River Neath (Welsh: Afon Nedd) is a river in south Wales running south west from its source to its confluence with Swansea Bay below Briton Ferry.
It rises in the foothills of the Brecon Beacons with two principal tributaries, the River Hepste and the River Mellte. The River Mellte has a large reservoir constructed in its head-waters, Ystradfellte reservoir.
Although the river starts in the old red Devonian sandstone of south Powys, it soon crosses bands of limestone and millstone grits. In the limestone, it flows partly overground and partly underground through large complexes of caverns, caves and sink holes.
The millstone grit bands create one of the most beautiful series of waterfalls in the UK as the river and its tributaries, including the Afon Pyrddin and Afon Nedd Fechan, descends into the ancient glacial valley of the Neath and onto the Carboniferous coal-measures.

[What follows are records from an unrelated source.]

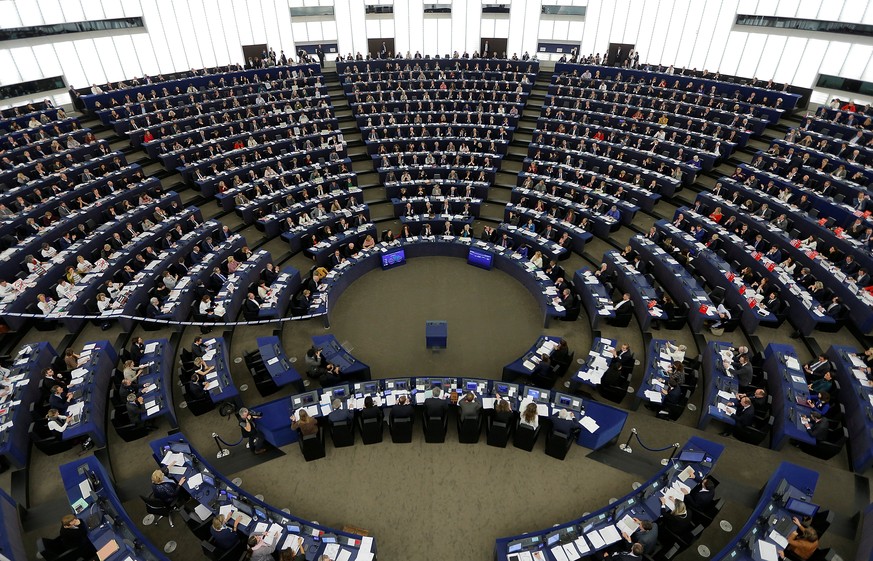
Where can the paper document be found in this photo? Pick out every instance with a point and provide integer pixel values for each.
(627, 525)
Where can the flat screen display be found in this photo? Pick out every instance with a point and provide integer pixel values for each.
(480, 258)
(393, 258)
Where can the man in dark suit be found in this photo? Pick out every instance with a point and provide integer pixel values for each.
(702, 495)
(338, 414)
(251, 308)
(153, 308)
(436, 406)
(137, 350)
(817, 426)
(216, 280)
(198, 349)
(743, 416)
(402, 409)
(743, 372)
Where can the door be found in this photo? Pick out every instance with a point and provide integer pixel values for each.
(381, 48)
(252, 55)
(618, 53)
(493, 45)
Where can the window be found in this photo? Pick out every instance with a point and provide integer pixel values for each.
(32, 87)
(844, 84)
(65, 28)
(379, 9)
(311, 11)
(578, 11)
(495, 8)
(438, 8)
(798, 24)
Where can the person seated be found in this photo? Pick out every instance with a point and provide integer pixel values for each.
(646, 536)
(165, 489)
(74, 535)
(223, 537)
(701, 495)
(530, 418)
(302, 422)
(803, 542)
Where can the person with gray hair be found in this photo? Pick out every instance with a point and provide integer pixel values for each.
(250, 430)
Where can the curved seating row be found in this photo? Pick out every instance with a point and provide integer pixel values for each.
(340, 277)
(593, 532)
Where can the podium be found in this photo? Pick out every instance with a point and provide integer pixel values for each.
(436, 334)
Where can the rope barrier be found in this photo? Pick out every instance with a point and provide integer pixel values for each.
(167, 321)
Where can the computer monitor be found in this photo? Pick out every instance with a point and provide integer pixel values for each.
(479, 258)
(692, 456)
(802, 508)
(393, 258)
(397, 384)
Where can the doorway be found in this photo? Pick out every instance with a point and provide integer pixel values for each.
(491, 45)
(252, 55)
(618, 53)
(381, 48)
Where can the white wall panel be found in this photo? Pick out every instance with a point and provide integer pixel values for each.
(49, 64)
(112, 9)
(8, 71)
(808, 9)
(109, 58)
(87, 53)
(185, 25)
(752, 51)
(72, 10)
(231, 34)
(156, 41)
(720, 35)
(93, 9)
(688, 40)
(792, 54)
(813, 55)
(856, 61)
(131, 7)
(128, 56)
(27, 64)
(29, 12)
(774, 49)
(9, 14)
(830, 10)
(50, 10)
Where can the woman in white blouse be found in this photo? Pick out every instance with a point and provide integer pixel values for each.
(530, 417)
(45, 304)
(537, 259)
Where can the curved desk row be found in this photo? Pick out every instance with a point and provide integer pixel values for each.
(857, 396)
(343, 275)
(92, 498)
(770, 522)
(334, 353)
(596, 297)
(602, 423)
(217, 495)
(11, 542)
(25, 377)
(90, 389)
(596, 531)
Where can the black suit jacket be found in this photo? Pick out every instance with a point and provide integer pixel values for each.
(251, 309)
(436, 407)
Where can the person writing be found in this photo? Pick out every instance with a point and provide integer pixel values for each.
(224, 537)
(304, 423)
(530, 417)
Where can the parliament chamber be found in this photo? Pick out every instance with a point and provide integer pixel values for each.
(521, 280)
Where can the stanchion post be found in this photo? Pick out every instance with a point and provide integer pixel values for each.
(222, 452)
(626, 446)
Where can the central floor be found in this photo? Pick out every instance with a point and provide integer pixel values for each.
(492, 319)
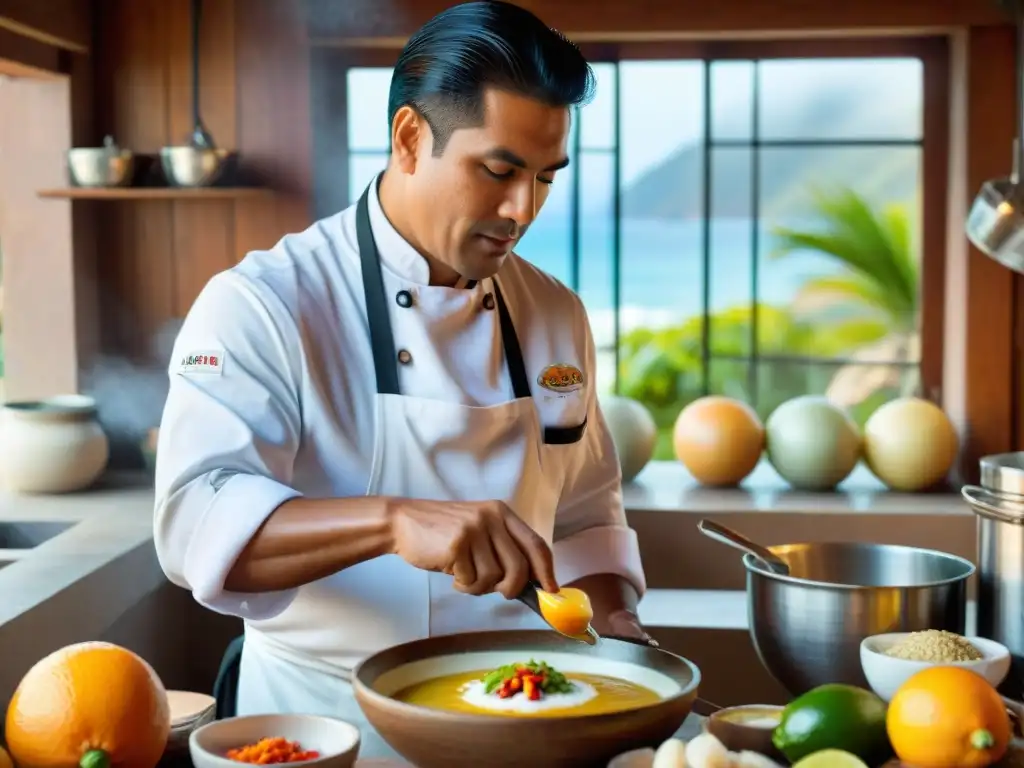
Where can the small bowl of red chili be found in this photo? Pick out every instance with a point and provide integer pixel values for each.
(311, 740)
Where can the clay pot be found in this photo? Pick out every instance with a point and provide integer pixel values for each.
(51, 446)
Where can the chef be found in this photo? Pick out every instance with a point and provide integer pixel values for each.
(382, 427)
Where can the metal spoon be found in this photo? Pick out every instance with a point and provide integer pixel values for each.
(737, 541)
(529, 599)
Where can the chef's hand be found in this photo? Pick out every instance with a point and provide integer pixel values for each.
(483, 545)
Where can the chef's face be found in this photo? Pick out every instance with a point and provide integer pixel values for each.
(480, 195)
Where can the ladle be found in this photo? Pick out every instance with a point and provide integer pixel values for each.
(995, 222)
(737, 541)
(529, 599)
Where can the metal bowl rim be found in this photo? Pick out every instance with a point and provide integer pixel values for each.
(752, 565)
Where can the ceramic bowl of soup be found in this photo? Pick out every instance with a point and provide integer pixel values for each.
(522, 698)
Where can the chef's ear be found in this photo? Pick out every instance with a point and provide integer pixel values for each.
(409, 132)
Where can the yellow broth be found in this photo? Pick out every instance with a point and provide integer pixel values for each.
(613, 694)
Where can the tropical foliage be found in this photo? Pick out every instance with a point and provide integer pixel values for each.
(868, 312)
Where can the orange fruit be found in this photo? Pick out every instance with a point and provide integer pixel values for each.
(948, 717)
(718, 439)
(91, 705)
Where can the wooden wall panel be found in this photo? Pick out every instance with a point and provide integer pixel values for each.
(60, 24)
(335, 20)
(159, 254)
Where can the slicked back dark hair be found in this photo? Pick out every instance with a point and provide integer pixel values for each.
(445, 67)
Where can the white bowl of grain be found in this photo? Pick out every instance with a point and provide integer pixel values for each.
(889, 659)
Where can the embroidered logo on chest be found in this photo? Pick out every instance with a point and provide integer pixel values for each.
(561, 378)
(206, 361)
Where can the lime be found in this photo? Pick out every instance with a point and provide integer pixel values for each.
(832, 759)
(834, 717)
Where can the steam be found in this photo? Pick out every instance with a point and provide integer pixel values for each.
(129, 394)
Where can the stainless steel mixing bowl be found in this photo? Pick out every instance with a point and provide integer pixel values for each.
(807, 627)
(100, 166)
(193, 166)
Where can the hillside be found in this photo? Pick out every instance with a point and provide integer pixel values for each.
(852, 109)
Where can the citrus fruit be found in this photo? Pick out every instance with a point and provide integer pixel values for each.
(90, 705)
(718, 439)
(948, 717)
(834, 717)
(832, 759)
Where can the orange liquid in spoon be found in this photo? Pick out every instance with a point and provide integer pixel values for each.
(568, 610)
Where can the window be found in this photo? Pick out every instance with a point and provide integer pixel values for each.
(739, 224)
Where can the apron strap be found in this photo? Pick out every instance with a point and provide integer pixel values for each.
(513, 352)
(381, 337)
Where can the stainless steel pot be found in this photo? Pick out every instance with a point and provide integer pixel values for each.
(807, 627)
(998, 503)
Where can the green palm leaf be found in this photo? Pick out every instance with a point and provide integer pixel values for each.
(873, 246)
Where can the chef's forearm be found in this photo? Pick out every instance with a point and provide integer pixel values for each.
(305, 540)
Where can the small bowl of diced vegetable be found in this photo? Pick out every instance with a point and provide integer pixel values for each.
(311, 740)
(888, 660)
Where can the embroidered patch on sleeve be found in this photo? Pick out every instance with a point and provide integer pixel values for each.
(209, 361)
(561, 377)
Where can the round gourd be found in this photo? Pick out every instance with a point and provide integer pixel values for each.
(719, 439)
(909, 443)
(812, 443)
(633, 430)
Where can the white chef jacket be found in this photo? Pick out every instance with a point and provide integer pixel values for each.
(271, 393)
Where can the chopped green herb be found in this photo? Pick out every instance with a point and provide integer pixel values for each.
(548, 678)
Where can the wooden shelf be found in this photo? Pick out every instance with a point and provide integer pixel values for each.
(156, 193)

The two main tributaries join about 2 miles north-east of Pont Nedd Fechan to form the River Neath proper which is joined at Pont Nedd Fechan by the Afon Nedd Fechan. The river from this point down is rather linear with few significant tributaries. Those that do join include the Melincwrt Brook and the Clydach brook.
The only major tributary to join is the River Dulais which has its source north of Seven Sisters. As the Dulais nears the Neath it descends a spectacular waterfall: the Dulais falls, a popular tourist attraction and the site of old iron workings.
The River Neath provides water to two canals, the Neath Canal and the Tennant Canal. At Aberdulais basin, both canals meet, the Tennant Canal crossing the River Neath with a fine aqueduct. Also crossing the river here is the Vale of Neath Railway line and the A465 Road.
The estuary of the River Neath extends from Neath town down past Briton Ferry to the sea next to Jersey Marine. The estuary is partly industrialised with a ship breaking yard and a large local authority waste disposal site. Where it remains undisturbed, there are areas of salt marsh of great ecological value.
The River Neath valley once supported many deep coal mines and coal washeries and, in the latter half of the 20th century, some large opencast coal mines. There were also a number of small private drift mines, some of which were using pit ponies until the 1990s.
Near to Resolven a large aluminium plant was established during the war but this ceased working in the 1990s. The main industries in the Neath valley are forestry and farming with most of the population commuting to jobs in Swansea or Port Talbot.